KeyError: 'size' and more

Open subfish-zhou opened this issue 3 years ago • 1 comments

Hello! I found this model on HuggingFace, it looks well but I can't run it. When I ran the pytorch example you gave in your doc it raise an error as below: (TF version is fine, but it needs pt weights)

Some weights of the model checkpoint at tbs17/MathBERT were not used when initializing BertModel: ['cls.predictions.bias', 'cls.predictions.decoder.bias', 'cls.seq_relationship.bias', 'cls.predictions.transform.LayerNorm.bias', 'cls.predictions.transform.LayerNorm.weight', 'cls.seq_relationship.weight', 'cls.predictions.transform.dense.weight', 'cls.predictions.transform.dense.bias', 'cls.predictions.decoder.weight']
- This IS expected if you are initializing BertModel from the checkpoint of a model trained on another task or with another architecture (e.g. initializing a BertForSequenceClassification model from a BertForPreTraining model).
- This IS NOT expected if you are initializing BertModel from the checkpoint of a model that you expect to be exactly identical (initializing a BertForSequenceClassification model from a BertForSequenceClassification model).
Traceback (most recent call last):
  File "D:\...\lib\site-packages\transformers\tokenization_utils_base.py", line 250, in __getattr__
    return self.data[item]
KeyError: 'size'
During handling of the above exception, another exception occurred:

Traceback (most recent call last):
  File "...\test.py", line 33, in <module>
    output = model(encoded_input)
  File "...\test.py", line 1102, in _call_impl
    return forward_call(*input, **kwargs)
  File "...\test.py", line 944, in forward
    input_shape = input_ids.size()
  File "...\test.py", line 252, in __getattr__
    raise AttributeError
AttributeError

Apr 16 '22 11:04 subfish-zhou

I have the same problem too and the same situation for TF version.

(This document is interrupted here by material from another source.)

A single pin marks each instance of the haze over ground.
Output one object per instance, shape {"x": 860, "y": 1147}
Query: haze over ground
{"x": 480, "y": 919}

PyTorch example from HugginFace can be fixed with the following changes:

from transformers import AutoTokenizer, AutoModel

tokenizer = AutoTokenizer.from_pretrained('tbs17/MathBERT')
model = AutoModel.from_pretrained('tbs17/MathBERT')
text = "Replace me by any text you'd like."
encoded_input = tokenizer(text, return_tensors='pt')["input_ids"]
output = model(encoded_input)
output

You just need to add ["input_ids"] argument to your encoded_input.

May 28 '22 10:05 DmitriiOGU